Today I’m excited to share a guest post written by the fabulous Christine Dore! Christine is an editor at a Boston-based publishing house, and she focuses her list on creative nonfiction. We’re lucky to have her on the blog today, sharing some insider tricks that can help your book shoot up the Amazon rankings. 

Amazon Tips for Authors – Or: How to Tame the Amazon Beast

In the timeline that is book publishing—and book selling—the ecommerce beast known as Amazon (some view this creature as fuzzy and loveable, others not so much) is a completely new phenomenon. Both Amazon itself and book providers are constantly learning and adjusting how we use this new retail giant to it’s fullest potential.
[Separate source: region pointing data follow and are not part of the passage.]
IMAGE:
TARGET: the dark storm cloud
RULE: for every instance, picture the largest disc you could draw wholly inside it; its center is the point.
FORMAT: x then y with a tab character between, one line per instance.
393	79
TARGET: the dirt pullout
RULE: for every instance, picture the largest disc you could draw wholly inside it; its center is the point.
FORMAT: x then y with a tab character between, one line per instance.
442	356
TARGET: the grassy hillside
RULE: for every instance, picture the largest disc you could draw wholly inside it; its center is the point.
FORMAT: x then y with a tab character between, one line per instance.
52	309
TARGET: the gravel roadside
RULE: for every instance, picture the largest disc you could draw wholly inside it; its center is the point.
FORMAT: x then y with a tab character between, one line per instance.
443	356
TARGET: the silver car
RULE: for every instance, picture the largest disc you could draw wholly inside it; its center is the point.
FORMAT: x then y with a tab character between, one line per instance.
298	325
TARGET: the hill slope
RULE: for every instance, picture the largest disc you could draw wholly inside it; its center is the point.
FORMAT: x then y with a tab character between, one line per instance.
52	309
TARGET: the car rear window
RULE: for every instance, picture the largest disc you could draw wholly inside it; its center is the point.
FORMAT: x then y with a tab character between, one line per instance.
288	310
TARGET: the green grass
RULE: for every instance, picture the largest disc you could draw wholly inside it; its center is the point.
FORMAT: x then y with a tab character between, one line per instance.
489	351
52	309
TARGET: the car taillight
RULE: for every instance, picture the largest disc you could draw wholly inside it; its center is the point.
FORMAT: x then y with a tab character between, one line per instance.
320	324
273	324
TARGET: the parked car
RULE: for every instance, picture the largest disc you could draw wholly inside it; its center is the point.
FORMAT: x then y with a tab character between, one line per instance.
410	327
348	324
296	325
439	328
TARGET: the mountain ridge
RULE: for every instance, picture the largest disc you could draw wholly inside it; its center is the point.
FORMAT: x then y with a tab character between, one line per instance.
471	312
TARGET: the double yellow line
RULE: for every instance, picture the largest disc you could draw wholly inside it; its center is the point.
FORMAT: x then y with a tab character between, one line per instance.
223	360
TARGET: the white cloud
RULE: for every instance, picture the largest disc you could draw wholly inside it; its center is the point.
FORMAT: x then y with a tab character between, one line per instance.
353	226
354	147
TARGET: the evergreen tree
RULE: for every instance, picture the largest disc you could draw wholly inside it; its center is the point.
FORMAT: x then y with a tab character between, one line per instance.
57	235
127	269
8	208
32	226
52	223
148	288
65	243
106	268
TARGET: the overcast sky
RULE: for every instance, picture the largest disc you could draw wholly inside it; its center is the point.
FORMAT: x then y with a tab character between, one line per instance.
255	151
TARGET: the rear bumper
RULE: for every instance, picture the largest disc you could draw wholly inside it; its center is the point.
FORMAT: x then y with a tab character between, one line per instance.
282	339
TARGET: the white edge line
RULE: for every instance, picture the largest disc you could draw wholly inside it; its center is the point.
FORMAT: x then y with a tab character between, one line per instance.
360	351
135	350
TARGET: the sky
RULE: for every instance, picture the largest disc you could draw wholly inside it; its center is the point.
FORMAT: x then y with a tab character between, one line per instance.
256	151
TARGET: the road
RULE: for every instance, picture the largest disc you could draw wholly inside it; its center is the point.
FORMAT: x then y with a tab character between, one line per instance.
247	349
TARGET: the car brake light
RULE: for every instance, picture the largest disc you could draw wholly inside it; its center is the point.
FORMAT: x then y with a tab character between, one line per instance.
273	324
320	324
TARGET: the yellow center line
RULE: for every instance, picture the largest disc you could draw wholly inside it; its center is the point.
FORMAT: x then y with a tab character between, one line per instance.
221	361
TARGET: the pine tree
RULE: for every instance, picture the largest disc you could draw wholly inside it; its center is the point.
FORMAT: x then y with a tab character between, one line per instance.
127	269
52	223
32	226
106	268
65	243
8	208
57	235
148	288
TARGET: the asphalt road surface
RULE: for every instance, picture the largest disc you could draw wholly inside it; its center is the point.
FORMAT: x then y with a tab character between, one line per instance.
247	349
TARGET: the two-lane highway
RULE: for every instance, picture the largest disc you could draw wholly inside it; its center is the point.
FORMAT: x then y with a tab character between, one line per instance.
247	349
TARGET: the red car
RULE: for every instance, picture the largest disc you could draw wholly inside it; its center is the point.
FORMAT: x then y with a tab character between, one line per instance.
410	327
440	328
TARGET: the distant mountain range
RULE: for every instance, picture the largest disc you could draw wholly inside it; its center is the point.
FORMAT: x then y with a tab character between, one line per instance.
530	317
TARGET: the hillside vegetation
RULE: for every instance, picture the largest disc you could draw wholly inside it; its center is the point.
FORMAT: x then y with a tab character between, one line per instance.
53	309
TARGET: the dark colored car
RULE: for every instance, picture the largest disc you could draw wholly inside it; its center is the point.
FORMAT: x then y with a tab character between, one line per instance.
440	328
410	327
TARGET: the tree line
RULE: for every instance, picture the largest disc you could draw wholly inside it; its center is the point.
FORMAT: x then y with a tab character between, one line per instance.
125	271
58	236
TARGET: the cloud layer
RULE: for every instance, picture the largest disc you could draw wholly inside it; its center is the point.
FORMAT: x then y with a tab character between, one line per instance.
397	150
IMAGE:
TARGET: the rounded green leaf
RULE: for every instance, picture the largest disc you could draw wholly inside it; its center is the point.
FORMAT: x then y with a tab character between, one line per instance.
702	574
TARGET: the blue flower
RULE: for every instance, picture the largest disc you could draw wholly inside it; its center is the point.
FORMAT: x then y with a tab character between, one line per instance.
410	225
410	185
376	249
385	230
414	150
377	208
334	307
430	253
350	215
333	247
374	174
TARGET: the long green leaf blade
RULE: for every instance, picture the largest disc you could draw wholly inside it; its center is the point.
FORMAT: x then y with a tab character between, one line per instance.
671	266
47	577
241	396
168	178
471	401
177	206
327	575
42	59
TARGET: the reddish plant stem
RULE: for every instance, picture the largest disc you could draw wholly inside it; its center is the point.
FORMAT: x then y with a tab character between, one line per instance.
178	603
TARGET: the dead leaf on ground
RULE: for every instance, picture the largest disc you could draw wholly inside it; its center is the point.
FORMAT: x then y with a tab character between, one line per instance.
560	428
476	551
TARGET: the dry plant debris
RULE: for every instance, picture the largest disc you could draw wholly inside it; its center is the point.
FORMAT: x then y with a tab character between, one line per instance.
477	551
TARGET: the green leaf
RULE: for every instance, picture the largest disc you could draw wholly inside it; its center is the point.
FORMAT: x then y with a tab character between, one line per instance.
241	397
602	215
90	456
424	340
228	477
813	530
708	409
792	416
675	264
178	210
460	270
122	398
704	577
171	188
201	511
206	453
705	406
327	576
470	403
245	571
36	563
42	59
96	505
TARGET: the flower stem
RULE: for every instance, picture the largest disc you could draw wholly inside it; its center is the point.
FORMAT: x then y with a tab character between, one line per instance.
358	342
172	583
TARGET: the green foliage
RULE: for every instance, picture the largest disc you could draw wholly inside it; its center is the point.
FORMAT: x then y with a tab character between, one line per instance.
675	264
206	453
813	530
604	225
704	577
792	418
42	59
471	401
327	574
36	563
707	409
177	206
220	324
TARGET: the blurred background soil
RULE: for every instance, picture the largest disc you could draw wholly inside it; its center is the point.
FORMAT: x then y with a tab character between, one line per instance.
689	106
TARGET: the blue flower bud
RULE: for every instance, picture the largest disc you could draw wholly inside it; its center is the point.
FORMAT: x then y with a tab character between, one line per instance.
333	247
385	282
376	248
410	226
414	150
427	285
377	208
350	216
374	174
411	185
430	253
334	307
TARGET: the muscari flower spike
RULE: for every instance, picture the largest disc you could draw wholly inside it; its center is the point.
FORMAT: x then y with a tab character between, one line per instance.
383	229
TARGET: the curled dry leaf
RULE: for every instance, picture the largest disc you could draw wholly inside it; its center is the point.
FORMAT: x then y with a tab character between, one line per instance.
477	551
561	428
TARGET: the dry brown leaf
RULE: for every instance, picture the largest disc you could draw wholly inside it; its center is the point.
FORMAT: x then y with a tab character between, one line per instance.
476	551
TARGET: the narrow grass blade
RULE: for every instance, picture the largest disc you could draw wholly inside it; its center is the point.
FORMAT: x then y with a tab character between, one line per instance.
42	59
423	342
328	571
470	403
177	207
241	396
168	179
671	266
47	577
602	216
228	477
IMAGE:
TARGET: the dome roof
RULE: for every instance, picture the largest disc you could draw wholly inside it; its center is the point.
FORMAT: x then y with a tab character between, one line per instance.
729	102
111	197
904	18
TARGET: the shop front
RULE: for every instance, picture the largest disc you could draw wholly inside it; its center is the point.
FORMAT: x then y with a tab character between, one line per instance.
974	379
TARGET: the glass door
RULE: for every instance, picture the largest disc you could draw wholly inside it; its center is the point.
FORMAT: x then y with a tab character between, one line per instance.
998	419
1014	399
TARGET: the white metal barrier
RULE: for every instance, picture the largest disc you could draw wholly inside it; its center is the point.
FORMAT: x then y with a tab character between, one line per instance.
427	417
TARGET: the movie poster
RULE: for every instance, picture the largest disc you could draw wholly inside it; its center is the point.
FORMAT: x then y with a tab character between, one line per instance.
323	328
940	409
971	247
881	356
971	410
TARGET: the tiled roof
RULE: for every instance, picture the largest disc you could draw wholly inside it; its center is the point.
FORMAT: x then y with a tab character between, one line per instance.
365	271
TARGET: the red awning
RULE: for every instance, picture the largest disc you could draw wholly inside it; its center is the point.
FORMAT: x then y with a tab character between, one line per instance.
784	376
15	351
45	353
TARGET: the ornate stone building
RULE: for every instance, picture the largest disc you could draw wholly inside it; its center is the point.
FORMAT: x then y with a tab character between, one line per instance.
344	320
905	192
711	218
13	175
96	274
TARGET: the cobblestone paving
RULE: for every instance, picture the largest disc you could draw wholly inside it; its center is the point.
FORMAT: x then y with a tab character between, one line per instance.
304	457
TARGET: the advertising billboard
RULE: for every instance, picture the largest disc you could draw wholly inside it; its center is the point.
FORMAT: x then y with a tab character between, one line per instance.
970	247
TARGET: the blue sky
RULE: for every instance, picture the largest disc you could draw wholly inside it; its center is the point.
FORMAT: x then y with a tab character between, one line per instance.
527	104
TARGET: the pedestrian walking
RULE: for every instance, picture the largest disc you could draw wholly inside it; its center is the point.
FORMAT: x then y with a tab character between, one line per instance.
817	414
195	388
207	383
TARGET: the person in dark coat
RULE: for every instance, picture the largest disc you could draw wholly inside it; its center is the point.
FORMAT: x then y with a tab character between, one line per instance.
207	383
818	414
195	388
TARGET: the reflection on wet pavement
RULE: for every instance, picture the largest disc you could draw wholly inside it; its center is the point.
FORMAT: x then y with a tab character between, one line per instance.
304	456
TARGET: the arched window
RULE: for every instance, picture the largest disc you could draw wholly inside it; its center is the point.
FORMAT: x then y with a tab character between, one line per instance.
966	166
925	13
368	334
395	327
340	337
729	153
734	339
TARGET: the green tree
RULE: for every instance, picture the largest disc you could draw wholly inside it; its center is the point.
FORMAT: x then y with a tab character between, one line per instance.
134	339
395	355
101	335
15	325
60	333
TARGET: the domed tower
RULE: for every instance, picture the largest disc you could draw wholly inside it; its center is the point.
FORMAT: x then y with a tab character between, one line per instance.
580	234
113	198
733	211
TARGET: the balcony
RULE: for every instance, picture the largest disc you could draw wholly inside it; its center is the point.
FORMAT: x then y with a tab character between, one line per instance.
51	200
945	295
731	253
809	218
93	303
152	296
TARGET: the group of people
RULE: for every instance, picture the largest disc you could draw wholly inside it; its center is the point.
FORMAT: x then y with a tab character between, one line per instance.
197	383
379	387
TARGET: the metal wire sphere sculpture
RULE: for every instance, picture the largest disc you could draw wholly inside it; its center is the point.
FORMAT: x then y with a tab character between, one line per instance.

Here are a few tips and tricks to help your title make its way up the Amazon algorithm and into your readers’ e-carts:

1. Preorders. Preorders. Preorders. If you haven’t heard this word yet from your editor, you will. Use any and all means of mass communication—social media, your blog or website, any regular writing gigs you may have—to push preorders of your book. The more people that preorder your book on Amazon, the higher the initial order Amazon will place for your book. This trend trickles down to other outlets as well, as they tend to follow suit to what Amazon is putting their money behind.

2. Encourage pageviews. The more people that look at your listing page, the higher it pops up on searches for your topic or genre. Even asking your family or blog readers to look up your book on Amazon every day for a week will affect its ranking. The Amazon system is run by a computer; it doesn’t know or care who’s looking at it–it just notices that people are and reacts accordingly.